Monday, October 14, 2019
Reading Response #2
This reading from BOMB magazine discusses the politics of race within the contemporary art world. Gutierrez reflects upon his experience as a queer Latinx choreographer in a prominently white dance world. The article begins as the author reflects upon a time when he was sitting across from his "hot" professor of his Post-Structuralist Literary Theory--Gay and Lesbian Literature class. He explains to the professor that his parents disapprove of his lifestyle, but divorcing his family was not an option since he comes from a Colombian background. Gutierrez then continues to reflect on times where he has attended other artists' events all around the world that also discuss race within the art world.
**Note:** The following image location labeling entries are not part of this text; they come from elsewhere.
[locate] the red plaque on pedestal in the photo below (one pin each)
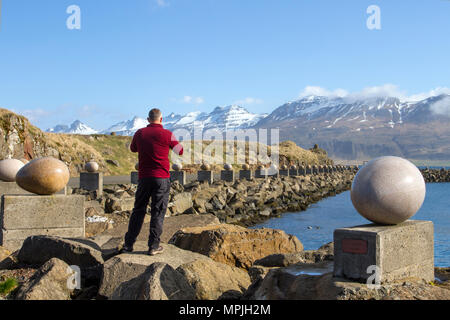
(356, 246)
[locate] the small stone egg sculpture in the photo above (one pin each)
(388, 190)
(44, 176)
(91, 166)
(177, 166)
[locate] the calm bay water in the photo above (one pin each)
(314, 227)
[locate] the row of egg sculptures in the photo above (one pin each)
(388, 190)
(44, 176)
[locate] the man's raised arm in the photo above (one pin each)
(176, 146)
(133, 146)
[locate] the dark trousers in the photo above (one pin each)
(158, 189)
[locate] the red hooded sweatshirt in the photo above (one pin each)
(153, 144)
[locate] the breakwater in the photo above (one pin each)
(243, 201)
(436, 175)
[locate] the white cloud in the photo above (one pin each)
(33, 114)
(441, 107)
(386, 90)
(249, 100)
(162, 3)
(189, 100)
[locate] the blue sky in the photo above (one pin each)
(190, 55)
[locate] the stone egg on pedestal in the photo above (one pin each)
(177, 166)
(9, 169)
(388, 190)
(91, 166)
(44, 176)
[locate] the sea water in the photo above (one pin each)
(314, 227)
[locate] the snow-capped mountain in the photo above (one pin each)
(366, 127)
(354, 113)
(77, 127)
(221, 118)
(127, 128)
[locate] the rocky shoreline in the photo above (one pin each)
(243, 202)
(209, 252)
(436, 175)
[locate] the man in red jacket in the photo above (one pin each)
(152, 144)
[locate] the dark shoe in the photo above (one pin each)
(125, 249)
(153, 252)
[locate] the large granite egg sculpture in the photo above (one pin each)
(388, 190)
(9, 169)
(44, 176)
(91, 166)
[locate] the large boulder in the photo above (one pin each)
(181, 202)
(36, 250)
(127, 266)
(213, 280)
(159, 282)
(235, 245)
(82, 253)
(49, 282)
(324, 253)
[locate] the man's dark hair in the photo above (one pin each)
(154, 114)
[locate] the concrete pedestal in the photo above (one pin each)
(28, 215)
(245, 174)
(92, 181)
(205, 175)
(134, 177)
(261, 174)
(284, 173)
(179, 176)
(227, 175)
(11, 188)
(399, 251)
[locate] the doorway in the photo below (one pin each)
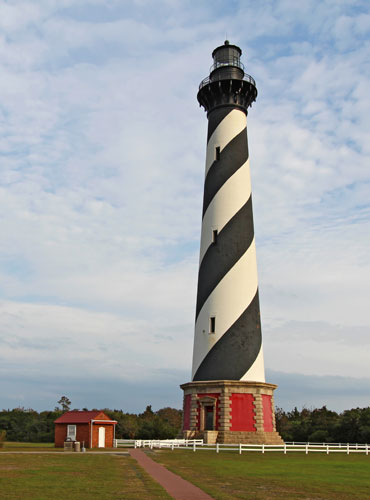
(101, 443)
(209, 425)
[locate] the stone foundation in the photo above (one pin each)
(240, 412)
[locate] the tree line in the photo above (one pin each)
(324, 426)
(313, 425)
(28, 425)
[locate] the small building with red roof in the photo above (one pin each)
(94, 428)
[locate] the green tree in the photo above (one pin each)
(65, 403)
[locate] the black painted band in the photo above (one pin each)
(232, 157)
(236, 351)
(232, 242)
(215, 118)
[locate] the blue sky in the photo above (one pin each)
(102, 151)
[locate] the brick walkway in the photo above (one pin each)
(178, 488)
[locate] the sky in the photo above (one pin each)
(102, 154)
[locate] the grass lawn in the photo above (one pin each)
(16, 446)
(76, 477)
(228, 475)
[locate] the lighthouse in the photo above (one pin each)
(228, 399)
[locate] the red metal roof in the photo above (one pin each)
(81, 417)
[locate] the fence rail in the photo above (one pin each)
(198, 444)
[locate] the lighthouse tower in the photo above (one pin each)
(228, 400)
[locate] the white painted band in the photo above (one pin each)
(227, 202)
(227, 302)
(230, 127)
(256, 372)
He thinks about how people of color, women, queer individuals, etc. are portrayed from an outside perspective and what kind of image that creates. The part that stuck out to me the most was when Gutierrez said, "I am at the Metropolitan Museum of Art with my new boyfriend. We’ve come to
see the William Eggleston show. As we walk through the museum, I think about
what sort of picture we make. He is young, skinny, black. I am older, thick,
ethnically ambiguous. I think about what people, my friends, or even I myself think
about our age difference, about our differences in general." This stuck out to me because of how two normal people have to walk around in fear of what others might think of them. Everyone else's subjectives are normalized, but because Gutierrez and his boyfriend are of different ethnicities, ages, and stature, they feel as if they are being watched everywhere they go. When Gutierrez looks at a piece of art, he sees the world in which he longs to belong to. He feels that people considered "minorities" are constricted by society's social norms and wonders when he will feel free of this and, so to speak, where this feeling of acceptance goes when it's not in a frame.